# Velocity at which the second locomotive will catch the first without passing it?

For my first problem session in classical mechanics I got stuck on this problem about locomotive velocity. Here is the description:

A locomotive leaves a train station with the magnitude of its displacement along a straight track given by $s=(1.4 m/s^2)t^2$. Exactly $10$ s later, another locomotive on a parallel track passes the station with constant velocity. What minimum velocity must the second locomotive have so that it just catches the first locomotive without passing it? (Hint: Plot displacement versus time for both locomotives assuming the station is at $s=0$.)
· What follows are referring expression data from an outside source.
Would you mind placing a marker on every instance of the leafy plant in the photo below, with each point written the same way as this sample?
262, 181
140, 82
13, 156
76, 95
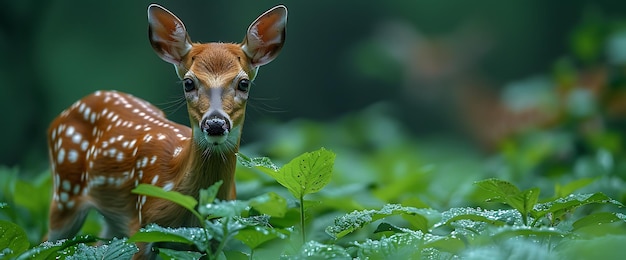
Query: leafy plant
305, 174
I then proceeded to plot the graph of the first locomotive, and then I pretty much got stuck. I know that since the second locomotive has a constant velocity, its equation would be something like: $$s_2=vt ,$$ since there is no acceleration. I am supposed to choose an arbitrary time at which these two should meet and then set these two equations equal? ($s$ and $s_2$) this would give me a value for $v$, but it seems completely arbitrary.

I would appreciate some help. Thanks in advance.

-

Write the two displacements. $s_1=1.4t^2$ and $s_2=v(t-10)$ and set them equal to each other. Since you have a quadratic equation in $t$, you know the conditions you must have to have a solution. In other words make sure the discriminant is positive, that should give you the answer.